Vr. – Er werd vanavond gezegd dat een chela, iemand die een chela wil worden, zijn verzamelde karma onder ogen moet zien. Nu heb ik me vaak dingen afgevraagd over Subba Row. Zoals velen van u zich misschien herinneren, stierf hij aan een huidziekte waarvan Olcott beweerde dat deze voortkwam uit zijn verlangen om ervaring op te doen met fohat. Nu vraag ik me af of dit geval identiek is met dat van een chela, van iemand die een chela probeert te worden op een hoger gebied, maar die probeerde hoger te komen dan zijn karma toestond; of ontbrak het hem slechts aan het vermogen om het juiste proces te begrijpen?
GdeP – Nee. Ik ben het hierover helemaal niet eens met kolonel Olcott. Hij deed veel goede dingen, maar hij had ook de neiging zich dingen te verbeelden, niet alleen over zijn eigen leraar HPB, maar ook over andere dingen. En ik bedoel dit niet onvriendelijk, want ik denk dat dit eenvoudig een feit is.
Een van de vragen die ik onlangs moest beantwoorden gaf me de gelegenheid om uw aandacht te vragen voor het interessante feit dat zelfs een hoge chela, juist een hoge chela, niet kan vermijden karma onder ogen te zien; dat er zoiets is als oud karma dat nog niet is uitgewerkt zelfs in het geval van relatief vergevorderd chelaschap. Ziekte was, geloof ik, een van de dingen waarover ik sprak, en de slechte gevolgen van het terugdringen ervan. Dit terugdringen kan worden gedaan, maar als u dit doet, slaat u de ziekte alleen maar op, dringt u haar terug naar een toestand van latentie, en zal ze onvermijdelijk ergens in de toekomst naar buiten komen, en naar alle waarschijnlijkheid op een tijdstip dat ze nog minder welkom is dan wanneer de natuur haar op de gebruikelijke manier naar buiten had gebracht of had geprobeerd haar uit het lichaam te verwijderen in de vorm van een ziekte.

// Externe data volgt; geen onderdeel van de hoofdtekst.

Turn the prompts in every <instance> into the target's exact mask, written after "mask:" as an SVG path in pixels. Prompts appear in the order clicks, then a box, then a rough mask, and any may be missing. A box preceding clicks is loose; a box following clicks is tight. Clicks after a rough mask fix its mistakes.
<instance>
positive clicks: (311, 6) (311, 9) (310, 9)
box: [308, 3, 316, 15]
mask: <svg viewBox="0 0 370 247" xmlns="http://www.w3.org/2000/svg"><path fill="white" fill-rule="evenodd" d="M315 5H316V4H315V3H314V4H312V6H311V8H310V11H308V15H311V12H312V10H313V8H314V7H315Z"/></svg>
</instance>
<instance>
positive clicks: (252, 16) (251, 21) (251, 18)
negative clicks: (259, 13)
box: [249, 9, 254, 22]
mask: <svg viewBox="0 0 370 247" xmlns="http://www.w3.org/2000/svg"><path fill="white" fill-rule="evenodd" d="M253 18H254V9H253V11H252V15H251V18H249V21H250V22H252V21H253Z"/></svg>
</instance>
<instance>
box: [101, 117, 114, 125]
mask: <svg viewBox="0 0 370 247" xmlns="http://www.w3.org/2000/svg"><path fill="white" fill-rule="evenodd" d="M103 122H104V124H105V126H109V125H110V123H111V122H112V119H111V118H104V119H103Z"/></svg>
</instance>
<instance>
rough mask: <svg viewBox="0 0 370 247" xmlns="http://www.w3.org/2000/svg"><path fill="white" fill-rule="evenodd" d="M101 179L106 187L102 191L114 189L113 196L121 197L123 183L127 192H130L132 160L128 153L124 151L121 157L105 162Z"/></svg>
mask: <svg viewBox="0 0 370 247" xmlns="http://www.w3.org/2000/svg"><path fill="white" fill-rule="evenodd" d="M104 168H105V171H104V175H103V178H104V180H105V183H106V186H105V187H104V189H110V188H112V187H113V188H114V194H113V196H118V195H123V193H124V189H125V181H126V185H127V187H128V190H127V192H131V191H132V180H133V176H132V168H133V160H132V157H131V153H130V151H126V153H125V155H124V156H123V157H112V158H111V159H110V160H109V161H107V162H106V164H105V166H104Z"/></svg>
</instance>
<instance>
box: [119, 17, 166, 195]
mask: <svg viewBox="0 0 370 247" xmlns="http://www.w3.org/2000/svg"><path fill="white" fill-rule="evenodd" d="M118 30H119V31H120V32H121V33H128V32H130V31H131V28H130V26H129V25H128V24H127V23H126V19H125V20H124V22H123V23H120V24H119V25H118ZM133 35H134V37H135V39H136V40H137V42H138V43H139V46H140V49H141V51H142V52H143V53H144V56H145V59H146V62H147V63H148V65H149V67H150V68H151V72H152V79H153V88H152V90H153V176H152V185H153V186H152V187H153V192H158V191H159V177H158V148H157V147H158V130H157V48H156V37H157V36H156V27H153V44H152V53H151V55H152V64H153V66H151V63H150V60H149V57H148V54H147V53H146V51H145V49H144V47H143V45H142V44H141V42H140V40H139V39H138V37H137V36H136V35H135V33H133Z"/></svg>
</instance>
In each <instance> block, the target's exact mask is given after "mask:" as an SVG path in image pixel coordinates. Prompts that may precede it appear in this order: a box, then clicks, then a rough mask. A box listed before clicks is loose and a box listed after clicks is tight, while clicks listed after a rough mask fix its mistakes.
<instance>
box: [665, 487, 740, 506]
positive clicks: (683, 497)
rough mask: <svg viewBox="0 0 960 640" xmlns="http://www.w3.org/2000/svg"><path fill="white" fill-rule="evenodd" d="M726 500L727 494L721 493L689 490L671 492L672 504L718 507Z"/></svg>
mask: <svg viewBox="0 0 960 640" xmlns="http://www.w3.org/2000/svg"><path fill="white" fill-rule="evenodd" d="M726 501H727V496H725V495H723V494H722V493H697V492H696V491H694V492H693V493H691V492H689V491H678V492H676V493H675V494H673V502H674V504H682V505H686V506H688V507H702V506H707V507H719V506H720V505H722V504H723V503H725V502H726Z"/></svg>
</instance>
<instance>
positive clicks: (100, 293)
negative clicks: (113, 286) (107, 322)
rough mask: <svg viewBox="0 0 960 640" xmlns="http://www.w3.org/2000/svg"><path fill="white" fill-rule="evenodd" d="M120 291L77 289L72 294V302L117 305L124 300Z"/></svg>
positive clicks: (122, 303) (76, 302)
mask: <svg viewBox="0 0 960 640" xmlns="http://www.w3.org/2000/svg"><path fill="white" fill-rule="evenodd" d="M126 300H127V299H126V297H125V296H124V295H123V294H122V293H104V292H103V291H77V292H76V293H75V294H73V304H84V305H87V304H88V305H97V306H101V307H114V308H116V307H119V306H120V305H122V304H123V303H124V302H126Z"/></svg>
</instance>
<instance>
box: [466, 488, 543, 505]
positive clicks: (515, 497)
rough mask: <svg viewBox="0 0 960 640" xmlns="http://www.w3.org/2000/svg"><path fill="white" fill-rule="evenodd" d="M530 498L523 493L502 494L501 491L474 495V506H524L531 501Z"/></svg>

Denk alstublieft niet dat dit betekent dat we niet moeten proberen om te worden genezen. Het betekent niet dat we ons stomweg erbij moeten neerleggen dat we lijden. Helemaal niet. Het idee moet niet zijn om de ziekte terug te dringen of haar in een latente toestand te dwingen, maar haar naar buiten te brengen, haar zo gemakkelijk mogelijk naar buiten te leiden. De geneeskunde van de toekomst zal zich dit zo scherp realiseren, en de kennis van het fysieke lichaam zal zoveel groter zijn dan nu, dat de artsen van de toekomst in staat zullen zijn om een ziekte voorzichtig en zachtjes naar buiten te leiden zodat het lichaam nauwelijks schade wordt toegebracht, en zeker niet te gronde wordt gericht zoals het zonder succes experimenteren bij een medische behandeling tegenwoordig vaak het lichaam te gronde richt. Het motief mag dan misschien goed zijn, maar hier in het westen kennen we allemaal het oude gezegde dat de weg naar een zekere hete plaats ‘is geplaveid met goede bedoelingen’.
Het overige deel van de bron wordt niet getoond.